Su «Almendra» di Sohn Won Pyung
Una Recensione di Perla Sandoval
(Italiano / Español)

Sarà vero che io possa provare più emozioni che le altre persone? Sarà possibile che il mio cuore, per alcuni momenti, diventi qualcos’altro insieme alla mia mente e forse in quel modo io non ce la faccia più a controllare quello che provo. Dovrò sempre finire facendomi a pezzi tra gioia, tristezza, paura, rabbia, amore? Sono tutte domande che mi faccio una volta al giorno.
Quando ho iniziato a leggere “Almendra” mi domandavo quali sarebbero state le emozioni che mi avrebbe fatto sentire. Nella mia situazione attuale non sono pronta per essere esposta a delle emozioni troppo forti, neanche se sono di gioia estrema oppure di dolore devastante. “Non sono pronta per piangere un’altra volta”, ho pensato.
In ogni pagina ho comunque trovato conforto con Yunjae, un ragazzo di 16 anni che non è capace di provare «niente», e allo stesso tempo mi chiedevo come poteva essere possibile che ci fosse un’amicizia tra un “bully” (non vi faccio più spoiler) e qualcuno che non prova «niente». Quando ho letto la risposta alla mia domanda nell’epilogo mi sono ritrovata a piangere, ma questa volta era un pianto di liberazione.

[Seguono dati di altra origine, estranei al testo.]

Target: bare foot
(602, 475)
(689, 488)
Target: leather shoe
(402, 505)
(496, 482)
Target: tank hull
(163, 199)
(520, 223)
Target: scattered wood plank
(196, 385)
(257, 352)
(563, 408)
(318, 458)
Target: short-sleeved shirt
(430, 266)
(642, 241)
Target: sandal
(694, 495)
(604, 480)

“Essere umano” é una cosa alla che non mi sono adattata; i libri sono quelle finestre ad altri «io» a cui li possa —forse senza una personalità fissa— fare delle domande e loro riescano a rispondermi in ogni pagina. «Che essere umano sono io?»
Español:
Una reseña de Perla Sandoval
¿Será que “siento” más que el promedio? ¿Será que mi corazón en algún punto de su desarrollo conectó con mi cerebro de manera distinta al resto? ¿Es posible que a diferencia de los demás no sepa cómo encausar mis emociones y por eso siempre termine derramándome de alegría, tristeza, enojo, amor, frustración? Todas son preguntas que pasan por mi mente al menos una vez al día.
Cuando empecé a leer “Almendra” me preguntaba qué clase de emociones me haría sentir. Mi estado actual no está listo para emociones fuertes, ni siquiera la alegría extrema, mucho menos la pena devastadora. “No estoy lista para derramarme otra vez”, pensaba.

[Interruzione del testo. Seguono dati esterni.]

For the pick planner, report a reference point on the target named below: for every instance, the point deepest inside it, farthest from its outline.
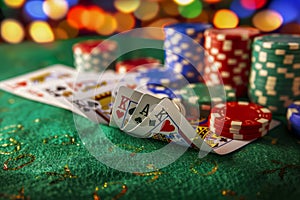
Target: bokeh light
(147, 10)
(127, 6)
(253, 4)
(109, 25)
(75, 15)
(65, 28)
(241, 11)
(262, 20)
(41, 32)
(14, 3)
(55, 9)
(34, 9)
(92, 18)
(225, 18)
(288, 10)
(191, 10)
(12, 31)
(184, 2)
(125, 21)
(170, 8)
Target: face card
(167, 120)
(124, 105)
(95, 105)
(140, 111)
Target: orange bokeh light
(225, 18)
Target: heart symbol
(119, 114)
(167, 126)
(131, 111)
(138, 120)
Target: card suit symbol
(131, 111)
(92, 104)
(152, 123)
(60, 88)
(119, 113)
(138, 120)
(167, 126)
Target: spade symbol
(131, 111)
(138, 120)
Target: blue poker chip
(293, 117)
(163, 76)
(159, 89)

Con cada página encontré consuelo en Yunjae, este niño de 16 años que no “siente”, y al mismo tiempo me preguntaba cómo podría procesar la tragedia en su vida.

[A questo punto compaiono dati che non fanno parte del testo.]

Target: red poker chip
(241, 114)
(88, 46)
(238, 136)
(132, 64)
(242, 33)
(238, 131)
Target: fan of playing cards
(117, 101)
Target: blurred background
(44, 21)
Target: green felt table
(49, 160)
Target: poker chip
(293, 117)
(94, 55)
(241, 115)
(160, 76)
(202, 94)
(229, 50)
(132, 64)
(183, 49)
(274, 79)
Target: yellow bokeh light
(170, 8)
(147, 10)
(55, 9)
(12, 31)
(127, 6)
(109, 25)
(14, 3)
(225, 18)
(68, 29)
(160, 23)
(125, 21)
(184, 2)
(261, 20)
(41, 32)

Tan distinta a mí como es la cultura coreana, no hizo sino engancharme la historia de Yunjae y Gon. ¿Cómo pueden ser amigos un “bully” y alguien “que no siente”?.
Para cuando leí el epílogo me volví a derramar. “Ser humano” le dicen a esta condición a la que sigo adaptándome y son los libros esas ventanas a otros yo que tal vez —sin una personalidad fija— me atrevo a husmear para volverme a preguntar y contestarme en cada página «¿Qué ser humano soy yo?».